= Le Privé =

Le Privé was a successful Korean club or "K-Club" in Los Angeles which was believed to be the largest Asian dance club in North America.

==Significance and Design==
The significance of this club had been reported in a variety of news media including LA Weekly, Asianweek, KoreAm Journal and the Seoul Times.

The club featured Gothic accents, gargoyles with lights piercing from their eyes, plush velvet couches, private karaoke rooms, a large dance floor that had an integrated floor illumination system, and marble trimmed bathrooms. The club was located on 721 S. Western Ave and opened in 2000, but closed in 2006. In 2007, it reopened under new ownership and a new name, Le Cercle.
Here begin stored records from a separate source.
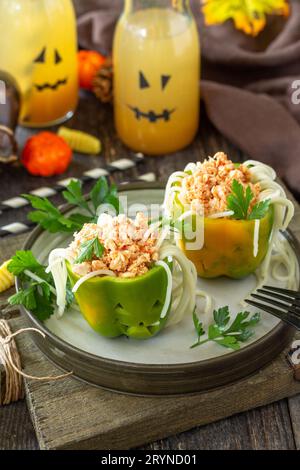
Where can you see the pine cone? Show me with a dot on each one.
(103, 82)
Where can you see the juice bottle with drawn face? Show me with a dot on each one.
(157, 72)
(39, 49)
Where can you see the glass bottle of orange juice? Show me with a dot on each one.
(156, 58)
(39, 49)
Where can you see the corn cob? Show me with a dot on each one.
(7, 279)
(80, 141)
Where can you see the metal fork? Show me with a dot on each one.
(286, 301)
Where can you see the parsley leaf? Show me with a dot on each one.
(73, 195)
(259, 210)
(48, 216)
(38, 294)
(89, 249)
(21, 261)
(239, 202)
(51, 218)
(222, 317)
(198, 325)
(238, 332)
(25, 297)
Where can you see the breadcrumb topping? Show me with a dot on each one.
(210, 184)
(129, 248)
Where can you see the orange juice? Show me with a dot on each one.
(39, 49)
(156, 85)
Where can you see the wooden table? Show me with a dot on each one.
(276, 426)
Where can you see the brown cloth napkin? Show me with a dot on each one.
(247, 82)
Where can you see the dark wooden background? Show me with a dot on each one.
(276, 426)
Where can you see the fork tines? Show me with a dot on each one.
(286, 301)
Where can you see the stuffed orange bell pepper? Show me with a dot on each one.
(237, 219)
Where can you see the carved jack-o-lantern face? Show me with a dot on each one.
(151, 115)
(57, 59)
(54, 83)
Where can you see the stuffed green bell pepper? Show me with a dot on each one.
(122, 277)
(115, 306)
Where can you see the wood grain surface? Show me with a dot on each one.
(69, 414)
(276, 426)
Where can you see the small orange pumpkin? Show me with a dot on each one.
(89, 62)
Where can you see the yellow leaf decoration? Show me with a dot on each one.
(248, 15)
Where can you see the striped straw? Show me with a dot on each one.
(122, 164)
(17, 228)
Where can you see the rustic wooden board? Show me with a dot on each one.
(72, 415)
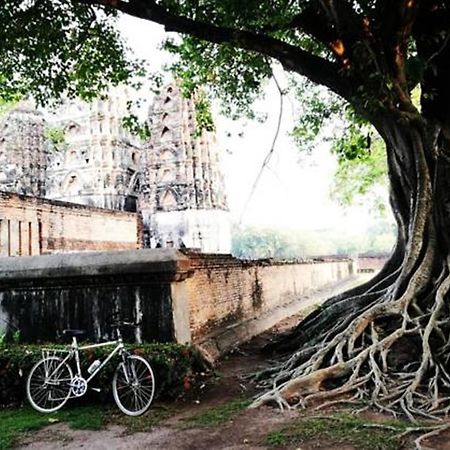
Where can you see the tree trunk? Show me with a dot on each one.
(389, 339)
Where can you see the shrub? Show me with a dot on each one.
(172, 364)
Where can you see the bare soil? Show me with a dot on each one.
(247, 429)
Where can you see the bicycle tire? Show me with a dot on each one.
(48, 395)
(133, 385)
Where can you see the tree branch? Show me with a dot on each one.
(292, 58)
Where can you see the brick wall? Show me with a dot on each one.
(33, 226)
(223, 290)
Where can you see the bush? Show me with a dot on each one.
(173, 364)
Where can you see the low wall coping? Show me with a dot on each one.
(88, 264)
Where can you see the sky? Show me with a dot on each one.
(293, 191)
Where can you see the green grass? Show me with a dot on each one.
(218, 415)
(340, 429)
(17, 421)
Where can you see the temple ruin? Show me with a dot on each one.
(173, 181)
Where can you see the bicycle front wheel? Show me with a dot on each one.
(49, 384)
(133, 385)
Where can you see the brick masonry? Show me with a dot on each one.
(33, 226)
(223, 291)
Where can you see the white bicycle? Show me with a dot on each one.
(51, 381)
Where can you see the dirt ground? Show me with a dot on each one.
(246, 429)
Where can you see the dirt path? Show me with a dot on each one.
(243, 429)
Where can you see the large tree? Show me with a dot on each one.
(387, 340)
A traditional bar set up where patrons would buy drinks at a localized station was not used. Instead, patrons were required to reserve a table/booth and order a bottle of liquor at a set price, which a waiter would bring to them along with a plate of fresh fruit. This was common practice at the venue, as well as other Korean-American clubs. A novel idea at the time, this practice made its way into the Hollywood clubs along with the Las Vegas night club scene.

==Booking==
"Booking", a unique Korean club practice in which waiters introduce club patrons to each other, was common at Le Privé. Booking involves waiters bringing women (sometimes forcibly) to a table to sit with men. Both parties are free to leave at any time, or depending on mutual interest, they can continue to sit together. This is one of the few instances in Korean culture where tipping is encouraged, as waiters usually perform to a higher standard depending on gratuity. The system was based on quid pro quo, whereas females were offered drinks in return for their time chatting at the male tables. On rare occasions, roles were reversed where males would be brought to all female tables by the waiters.

==Clientele==
Approximately 65% of the patrons were Koreans (Korean Americans and immigrants), 20% Chinese (Chinese Americans and immigrants), 5% other Asians, 10% non Asians. The club hosts an average age range from 21 to 30.

Jennifer Lopez, DMX, Sugar Ray and Gerald Levert have filmed music videos at Le Privé.